Asset Previews in USD

Copyright © 2022, Pixar Animation Studios, version 1.0

Introduction

Fast, scalable browsing of numerous USD assets is a concern that grows in importance as the number of readily available assets grows. On many platforms it will be impractical to load and render all assets in a directory just-in-time to generate preview/thumbnail views, even using background threads and caching. We therefore propose an encoding in USD for specifying pre-generated, lightweight preview assets for USD scenes, that can be recovered from a USD asset with small expense.

While we expect to eventually expand the kinds and variations of previews USD assets are allowed to contain, we propose to start out very simply with basic thumbnail images, encoded in a forward-looking way.

Proposal

Object Model

The first association that comes to mind for previews is one between a stage (i.e. the root layer of an asset) and a preview. However, many assets will have more than one interesting element that may benefit from having its own preview. One example might be a material library, where we would like independent previews for each material. Another example might be a scene (such as the open Moana Island dataset ) that embeds multiple user-facing cameras, and it would be useful to have a pre-rendered thumbnail image for each camera view. A final example might be that in an assembly representing an environment, like the Moana island, while we would of course want a default preview of the entire scene, it may also be useful to discover and present all of the referenceable assets used by the environment.

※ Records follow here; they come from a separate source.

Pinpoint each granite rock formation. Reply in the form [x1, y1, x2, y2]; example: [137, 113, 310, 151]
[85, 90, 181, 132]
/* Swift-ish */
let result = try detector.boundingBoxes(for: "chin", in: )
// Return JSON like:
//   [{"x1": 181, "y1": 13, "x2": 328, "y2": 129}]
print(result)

All of these use-cases suggest instead associating previews with prims, rather than layers. How, then, do we facilitate the base-level need to “specify the preview for the scene”? It is already accepted practice in USD content creation to specify an asset’s defaultPrim in layer metadata, which names a root prim that represents the default reference target for the scene. We propose to leverage this pattern, stipulating that the preview for a stage is the preview specified on the stage’s defaultPrim. To ensure the specification is robust in the face of common manipulations like overriding a scene by creating a new, initially empty layer that sublayers an existing scene (which is what usdview’s “Save Overrides” does), we require that the defaultPrim be composed in order to extract the previews, and we will discuss below how we can ensure that process requires minimal computation.

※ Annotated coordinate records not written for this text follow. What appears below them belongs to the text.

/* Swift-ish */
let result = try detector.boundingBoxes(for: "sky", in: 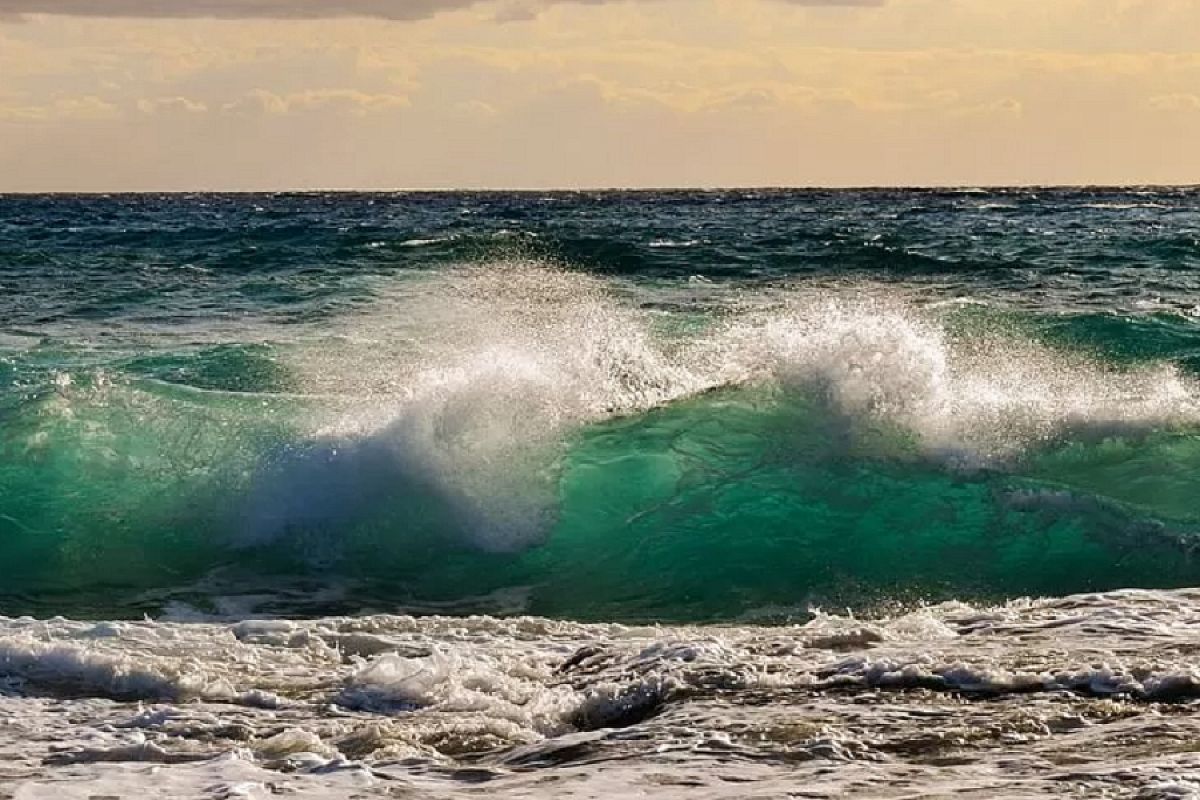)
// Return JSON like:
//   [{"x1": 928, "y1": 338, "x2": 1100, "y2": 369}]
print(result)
[{"x1": 0, "y1": 0, "x2": 1200, "y2": 192}]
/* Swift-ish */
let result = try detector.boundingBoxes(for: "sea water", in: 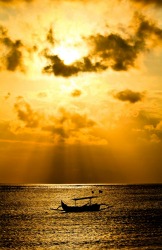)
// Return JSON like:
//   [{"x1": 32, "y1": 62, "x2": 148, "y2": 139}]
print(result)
[{"x1": 0, "y1": 185, "x2": 162, "y2": 250}]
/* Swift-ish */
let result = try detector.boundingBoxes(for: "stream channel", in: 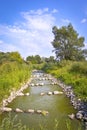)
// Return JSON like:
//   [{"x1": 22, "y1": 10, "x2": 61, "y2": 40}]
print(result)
[{"x1": 0, "y1": 72, "x2": 84, "y2": 130}]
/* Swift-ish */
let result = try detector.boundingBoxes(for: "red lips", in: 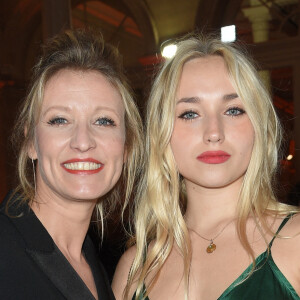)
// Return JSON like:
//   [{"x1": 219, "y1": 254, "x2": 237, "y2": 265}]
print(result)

Relationship to UsdGeomModel Texture Cards

Associating images or other “lightweight previews” with prims sounds very similar to what we already encode in UsdGeomModel’s “cards” DrawMode? The GeomModel feature was designed to address targeted needs of 3D rendering of very large scenes. It is therefore limited in two important ways that facilitate its use in scalable 3D rendering, but we find too limiting for the needs of external clients who are not necessarily interested in performing Hydra or other 3D rendering:

  1. GeomModel is tied to the Model Hierarchy, and as discussed at the beginning of this section, we want to be able to encode previews on Material, Camera, or other prims that are not part of the model hierarchy.

  2. Texture cards are tied to specific orthographic views, which serves their embedding as “2.x dimension” objects in a 3D space, but for, e.g. 2D catalog and preview needs, more artistically crafted views may be more appropriate.

Concrete Encoding

We propose to specify preview assets such as thumbnails using a scene description dictionary datatype, which provides great flexibility in authoring and organizational nesting. Given the strong affinity of previews with assets, we propose to encode previews as an extension of the existing assetInfo dictionary. Leveraging assetInfo has the additional benefit of making the proposed data backwards and forwards compatible with essentially all versions of USD; one can interact with assetInfo using generic API’s in applications using old versions of USD to process assets with previews.

The initial recognized/supported structure for a “default” thumbnail would look like the following in usda serialization:

assetInfo = {
  dictionary previews = {
      dictionary thumbnails = {
          dictionary default = {
              asset defaultImage = @chair_thumb.jpg@
          }
      }
  }
}

Where defaultImage must identify an image of a format allowed in USDZ packages.

The triple-nesting of dictionaries for a single thumbnail may seem like overkill, but it allows us room to grow:

  • Alternative types of previews to thumbnail images (e.g. simplified 3D USD representations)

  • Alternative sets of thumbnails (per-renderer, variations, etc)

  • More than one fidelity, size, turntable, lenticular, etc view of a given “thumbnail”

However, all of these extensions require design and debate, and our initial goal is to serve basic needs on an accelerated schedule. We will explore them in an extension to this proposal in the future.

Schema

We propose to add an applied schema, UsdMediaPreviewsAPI in the UsdMedia domain for interacting with previews on prims. Even though the schema would possess no properties, requiring an application of an API schema to encode its metadata provides an idiomatic, fast, and validatable means of discovering which prims possess previews. The schema would also provide a method that takes an SdfLayer, and manages a stage and population strategy for the client who needs only to extract the default asset preview data (i.e. on the default prim) from a stage.